Courts have broad discretion to decide whether to entertain a request for a declaratory judgment. See Wilton v. Seven Falls Co. , 515 U.S. 277, 286, 115 S.Ct. 2137, 132 L.Ed.2d 214 (1995) ("Since its inception, the Declaratory Judgment Act has been understood to confer on federal courts unique and substantial discretion in deciding whether to declare the rights of litigants."); Otwell v. Ala. Power Co. , 747 F.3d 1275, 1280 (11th Cir. 2014) ("[D]istrict courts have exceptionally broad discretion in deciding whether to issue a declaratory judgment ...."). Where a claim for declaratory judgment is redundant with an earlier claim, courts frequently decline to entertain the declaratory judgment request. See, e.g. , Organo Gold Int'l, Inc. v. Aussie Rules Marine Servs., Ltd. , 416 F. Supp. 3d 1369, 1375–77 (S.D. Fla. 2019) (Ruiz, J.) (declining); Goodbys Creek, LLC v. Arch Ins. Co. , No. 3:07-CV-947, 2009 WL 10671130, at *5 (M.D. Fla. Aug. 11, 2009) (Howard, J.) (same); Gendler v. Related Grp. , No. 09-21867-CIV, 2009 WL 10668980, at *4 (S.D. Fla. Sept. 14, 2009) (Ungaro, J.) ("Requests for declaratory judgment which are redundant to other claims ... need not be permitted."); In re Orion Pictures Corp. , 4 F.3d 1095, 1100 (2d Cir. 1993) (same).
Here, all the remaining claims are duplicative. They each allege that "RLI has no duty to defend ... Coastline in the underlying action" and request the Court "[f]ind and declare that RLI does not have a duty to defend Coastline in the underlying action." (Doc. 19 ¶¶ 34, 38, 46, 50; id. at 8.) Because they all request the same relief and the Court already concluded that the requested relief—a declaratory judgment that RLI had no duty to defend—was warranted, the Court declines to exercise jurisdiction over the remaining claims. Accordingly, the Court dismisses Counts I, IV, and V.
IV. CONCLUSION
Kruk sued Coastline, alleging he and others suffered losses from Coastline obtaining remuneration from them it was not authorized to obtain. RLI sued Coastline, requesting in four separate counts a declaratory judgment that it had no duty to defend Coastline. Both parties move for summary judgment and the Court grants RLI's motion as to its second count. But the Court denies-in-part RLI's Motion insofar as RLI moves for summary judgment on its other counts. Finally, because the Court grants judgment for RLI, it denies Coastline's Motion for Summary Judgment. Accordingly, the following is ORDERED:
1. The Court GRANTS-IN-PART RLI's Motion for Summary Judgment. (Doc. 45.) Specifically, the Court grants the motion insofar as it requests judgment on Count II of RLI's Amended Complaint. (Doc. 19.) The Court DENIES-IN-PART RLI's Motion for Summary Judgment insofar as it requests judgment on RLI's other counts. (Doc. 45.)
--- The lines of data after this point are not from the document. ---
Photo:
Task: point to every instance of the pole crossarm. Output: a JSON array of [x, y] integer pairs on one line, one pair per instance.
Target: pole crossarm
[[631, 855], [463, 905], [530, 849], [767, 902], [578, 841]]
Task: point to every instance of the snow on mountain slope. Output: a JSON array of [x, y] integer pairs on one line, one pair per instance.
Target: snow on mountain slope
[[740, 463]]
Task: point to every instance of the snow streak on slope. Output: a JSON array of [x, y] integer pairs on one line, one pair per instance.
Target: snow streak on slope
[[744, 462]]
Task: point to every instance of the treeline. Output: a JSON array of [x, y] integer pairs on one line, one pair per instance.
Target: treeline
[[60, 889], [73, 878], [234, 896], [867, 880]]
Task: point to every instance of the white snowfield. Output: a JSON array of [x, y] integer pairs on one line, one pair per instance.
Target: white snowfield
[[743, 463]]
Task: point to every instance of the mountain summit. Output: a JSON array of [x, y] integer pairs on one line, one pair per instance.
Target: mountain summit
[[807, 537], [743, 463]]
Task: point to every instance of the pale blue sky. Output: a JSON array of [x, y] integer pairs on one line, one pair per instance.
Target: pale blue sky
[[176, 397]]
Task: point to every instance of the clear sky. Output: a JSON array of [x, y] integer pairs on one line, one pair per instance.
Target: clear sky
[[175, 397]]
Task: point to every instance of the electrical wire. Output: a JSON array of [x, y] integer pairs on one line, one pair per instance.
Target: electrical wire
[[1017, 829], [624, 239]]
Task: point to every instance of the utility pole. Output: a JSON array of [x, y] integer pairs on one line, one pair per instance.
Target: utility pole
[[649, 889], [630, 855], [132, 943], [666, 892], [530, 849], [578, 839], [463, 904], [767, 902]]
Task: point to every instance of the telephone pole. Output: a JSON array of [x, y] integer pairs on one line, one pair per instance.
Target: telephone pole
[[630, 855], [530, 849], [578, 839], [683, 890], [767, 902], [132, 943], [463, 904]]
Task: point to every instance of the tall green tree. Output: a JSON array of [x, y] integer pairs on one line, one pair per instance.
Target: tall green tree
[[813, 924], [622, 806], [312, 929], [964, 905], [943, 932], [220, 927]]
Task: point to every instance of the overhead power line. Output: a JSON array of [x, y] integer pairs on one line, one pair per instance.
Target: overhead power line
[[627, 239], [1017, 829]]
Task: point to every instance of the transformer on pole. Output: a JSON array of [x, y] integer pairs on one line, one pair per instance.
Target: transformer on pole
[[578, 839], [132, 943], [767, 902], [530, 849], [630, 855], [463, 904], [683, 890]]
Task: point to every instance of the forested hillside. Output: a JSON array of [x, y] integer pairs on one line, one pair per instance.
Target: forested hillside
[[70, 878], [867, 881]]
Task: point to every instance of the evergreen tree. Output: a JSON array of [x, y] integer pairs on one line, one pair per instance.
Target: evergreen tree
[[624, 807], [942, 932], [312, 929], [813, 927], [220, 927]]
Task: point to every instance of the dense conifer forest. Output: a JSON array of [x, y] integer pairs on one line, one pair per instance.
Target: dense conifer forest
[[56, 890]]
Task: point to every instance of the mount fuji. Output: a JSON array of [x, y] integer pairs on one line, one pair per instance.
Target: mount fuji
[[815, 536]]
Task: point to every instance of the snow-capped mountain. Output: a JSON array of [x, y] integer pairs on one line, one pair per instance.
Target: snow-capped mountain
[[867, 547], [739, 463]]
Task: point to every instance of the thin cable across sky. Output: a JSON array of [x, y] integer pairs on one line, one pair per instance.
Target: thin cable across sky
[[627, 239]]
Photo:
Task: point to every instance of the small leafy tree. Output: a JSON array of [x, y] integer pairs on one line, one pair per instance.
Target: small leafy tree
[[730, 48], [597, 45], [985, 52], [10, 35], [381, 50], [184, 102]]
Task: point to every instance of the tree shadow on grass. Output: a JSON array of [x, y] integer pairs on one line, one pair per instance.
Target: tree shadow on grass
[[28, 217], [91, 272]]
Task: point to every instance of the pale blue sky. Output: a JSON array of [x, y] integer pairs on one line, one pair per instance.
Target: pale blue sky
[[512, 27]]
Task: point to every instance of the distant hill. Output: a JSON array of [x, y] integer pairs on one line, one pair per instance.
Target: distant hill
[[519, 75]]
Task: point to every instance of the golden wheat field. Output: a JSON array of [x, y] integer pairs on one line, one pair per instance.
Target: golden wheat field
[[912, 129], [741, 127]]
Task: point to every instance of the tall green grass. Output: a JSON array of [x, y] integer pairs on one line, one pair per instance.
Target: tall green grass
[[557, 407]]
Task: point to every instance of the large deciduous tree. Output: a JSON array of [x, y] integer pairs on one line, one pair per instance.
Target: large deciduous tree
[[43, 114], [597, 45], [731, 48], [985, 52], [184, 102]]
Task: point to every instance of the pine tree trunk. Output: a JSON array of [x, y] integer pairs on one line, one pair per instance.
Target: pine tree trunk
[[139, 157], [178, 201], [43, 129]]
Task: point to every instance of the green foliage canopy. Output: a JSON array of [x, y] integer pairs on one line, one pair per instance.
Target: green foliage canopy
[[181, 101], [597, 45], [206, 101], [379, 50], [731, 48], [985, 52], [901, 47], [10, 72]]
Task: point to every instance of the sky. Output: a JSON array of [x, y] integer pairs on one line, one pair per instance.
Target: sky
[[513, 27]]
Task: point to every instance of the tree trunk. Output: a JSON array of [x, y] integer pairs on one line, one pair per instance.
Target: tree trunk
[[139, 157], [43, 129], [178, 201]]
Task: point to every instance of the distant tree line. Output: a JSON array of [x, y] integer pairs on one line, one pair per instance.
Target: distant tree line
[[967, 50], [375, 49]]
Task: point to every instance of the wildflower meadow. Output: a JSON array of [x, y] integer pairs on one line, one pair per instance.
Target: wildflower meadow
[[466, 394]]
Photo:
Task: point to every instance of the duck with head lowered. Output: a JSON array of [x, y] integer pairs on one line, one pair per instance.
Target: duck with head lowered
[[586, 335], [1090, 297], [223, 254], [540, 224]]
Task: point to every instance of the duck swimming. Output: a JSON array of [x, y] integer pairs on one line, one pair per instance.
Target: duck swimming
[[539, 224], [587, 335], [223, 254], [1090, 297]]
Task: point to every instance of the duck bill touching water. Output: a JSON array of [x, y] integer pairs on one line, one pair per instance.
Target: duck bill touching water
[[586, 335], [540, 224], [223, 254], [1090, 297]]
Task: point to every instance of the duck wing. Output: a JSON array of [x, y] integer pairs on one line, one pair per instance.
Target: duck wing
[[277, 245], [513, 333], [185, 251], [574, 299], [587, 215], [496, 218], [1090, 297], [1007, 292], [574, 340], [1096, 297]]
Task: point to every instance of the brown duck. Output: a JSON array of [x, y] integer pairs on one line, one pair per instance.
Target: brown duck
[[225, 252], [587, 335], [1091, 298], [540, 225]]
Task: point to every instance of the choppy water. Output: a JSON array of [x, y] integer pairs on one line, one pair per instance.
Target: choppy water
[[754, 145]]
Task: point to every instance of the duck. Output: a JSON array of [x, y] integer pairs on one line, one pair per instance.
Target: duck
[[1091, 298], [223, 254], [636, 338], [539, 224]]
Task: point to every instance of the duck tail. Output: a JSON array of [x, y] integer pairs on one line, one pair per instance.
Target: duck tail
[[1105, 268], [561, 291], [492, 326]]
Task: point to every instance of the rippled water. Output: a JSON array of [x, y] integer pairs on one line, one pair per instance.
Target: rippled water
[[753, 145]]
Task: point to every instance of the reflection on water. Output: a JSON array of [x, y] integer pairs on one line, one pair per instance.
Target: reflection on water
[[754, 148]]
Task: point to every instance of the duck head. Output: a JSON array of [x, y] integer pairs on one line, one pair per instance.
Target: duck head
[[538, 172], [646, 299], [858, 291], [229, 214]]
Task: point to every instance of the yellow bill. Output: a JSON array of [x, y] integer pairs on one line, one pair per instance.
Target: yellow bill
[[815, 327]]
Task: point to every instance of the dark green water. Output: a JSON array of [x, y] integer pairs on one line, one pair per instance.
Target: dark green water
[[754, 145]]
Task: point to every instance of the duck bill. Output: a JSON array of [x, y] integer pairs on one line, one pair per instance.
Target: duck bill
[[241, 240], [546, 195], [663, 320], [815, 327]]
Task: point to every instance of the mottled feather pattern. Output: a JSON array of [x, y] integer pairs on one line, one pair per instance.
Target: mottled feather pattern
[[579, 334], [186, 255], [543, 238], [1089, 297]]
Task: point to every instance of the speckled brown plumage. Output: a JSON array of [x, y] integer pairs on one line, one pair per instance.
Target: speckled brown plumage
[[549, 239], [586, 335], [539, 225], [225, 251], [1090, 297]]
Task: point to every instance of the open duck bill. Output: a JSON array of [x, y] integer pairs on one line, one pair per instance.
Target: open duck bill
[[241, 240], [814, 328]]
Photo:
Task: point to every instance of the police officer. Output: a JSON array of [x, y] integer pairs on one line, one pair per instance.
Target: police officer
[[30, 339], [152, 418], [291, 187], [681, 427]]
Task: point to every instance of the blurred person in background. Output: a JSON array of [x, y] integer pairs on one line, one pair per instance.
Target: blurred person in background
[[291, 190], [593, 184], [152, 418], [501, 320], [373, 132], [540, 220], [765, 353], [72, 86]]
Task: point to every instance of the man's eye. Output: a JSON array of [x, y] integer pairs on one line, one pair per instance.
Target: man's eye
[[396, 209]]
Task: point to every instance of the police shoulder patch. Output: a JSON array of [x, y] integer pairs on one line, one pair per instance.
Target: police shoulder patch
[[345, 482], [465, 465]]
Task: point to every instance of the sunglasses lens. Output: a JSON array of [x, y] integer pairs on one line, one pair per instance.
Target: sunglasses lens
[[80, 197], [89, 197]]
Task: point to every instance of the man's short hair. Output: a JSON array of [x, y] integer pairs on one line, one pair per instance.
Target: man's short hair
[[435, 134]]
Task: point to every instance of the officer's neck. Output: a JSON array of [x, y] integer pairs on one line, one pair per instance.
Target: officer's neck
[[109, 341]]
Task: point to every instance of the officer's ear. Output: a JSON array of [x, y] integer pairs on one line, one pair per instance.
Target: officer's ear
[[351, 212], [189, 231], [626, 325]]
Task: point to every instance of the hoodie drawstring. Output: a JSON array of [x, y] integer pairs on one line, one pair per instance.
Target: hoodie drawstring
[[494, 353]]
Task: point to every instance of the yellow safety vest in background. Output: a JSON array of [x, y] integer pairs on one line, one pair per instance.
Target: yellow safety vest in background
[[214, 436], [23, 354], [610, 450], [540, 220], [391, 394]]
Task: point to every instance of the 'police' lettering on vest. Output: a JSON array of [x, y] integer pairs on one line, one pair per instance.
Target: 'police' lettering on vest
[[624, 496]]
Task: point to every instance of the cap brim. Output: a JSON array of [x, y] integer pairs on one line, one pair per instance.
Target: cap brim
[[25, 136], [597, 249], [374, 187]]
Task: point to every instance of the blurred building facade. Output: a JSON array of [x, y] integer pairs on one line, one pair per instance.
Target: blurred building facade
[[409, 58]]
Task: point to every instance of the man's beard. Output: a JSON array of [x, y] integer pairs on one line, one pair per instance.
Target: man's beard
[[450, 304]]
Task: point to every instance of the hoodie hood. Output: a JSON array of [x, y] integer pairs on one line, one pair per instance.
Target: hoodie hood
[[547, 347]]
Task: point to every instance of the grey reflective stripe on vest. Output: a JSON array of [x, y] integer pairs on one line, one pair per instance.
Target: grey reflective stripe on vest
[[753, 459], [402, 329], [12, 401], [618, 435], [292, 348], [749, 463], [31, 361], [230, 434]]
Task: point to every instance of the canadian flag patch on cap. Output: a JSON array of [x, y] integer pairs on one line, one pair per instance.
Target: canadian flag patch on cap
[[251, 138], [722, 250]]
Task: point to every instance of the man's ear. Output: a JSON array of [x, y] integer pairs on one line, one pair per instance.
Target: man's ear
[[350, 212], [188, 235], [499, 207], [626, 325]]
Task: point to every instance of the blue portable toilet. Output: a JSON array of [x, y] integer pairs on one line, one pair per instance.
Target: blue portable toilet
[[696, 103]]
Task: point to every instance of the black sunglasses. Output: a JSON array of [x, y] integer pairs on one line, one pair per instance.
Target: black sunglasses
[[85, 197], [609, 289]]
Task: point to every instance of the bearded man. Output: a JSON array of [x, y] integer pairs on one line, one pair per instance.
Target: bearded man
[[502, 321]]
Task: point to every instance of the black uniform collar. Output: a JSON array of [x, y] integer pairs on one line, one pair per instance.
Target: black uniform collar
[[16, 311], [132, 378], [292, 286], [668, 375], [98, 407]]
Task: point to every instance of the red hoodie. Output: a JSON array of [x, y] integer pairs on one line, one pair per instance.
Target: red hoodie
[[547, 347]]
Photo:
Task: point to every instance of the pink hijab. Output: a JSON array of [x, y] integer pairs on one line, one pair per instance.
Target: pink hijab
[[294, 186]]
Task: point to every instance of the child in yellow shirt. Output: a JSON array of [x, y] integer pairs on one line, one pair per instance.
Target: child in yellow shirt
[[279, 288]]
2. The Court dismisses Counts I, III, IV, and V of RLI Insurance Company's Amended Complaint. (Doc. 19.)
3. The Court DENIES Coastline's Motion for Summary Judgment. (Doc. 47.)
4. The Clerk is directed to terminate any pending motions and deadlines, enter judgment in RLI Insurance Company's favor, and close this case. The judgment shall read: "RLI Insurance Company did not owe Coastline Title of Pinellas, LLC, a duty of defense in Antoni Kruk v. Coastline Title of Pinellas, LLC , No. 19-007844-CI (Fla. Cir. Ct. Nov. 26, 2019)."
ORDERED in Tampa, Florida, on March 8, 2022.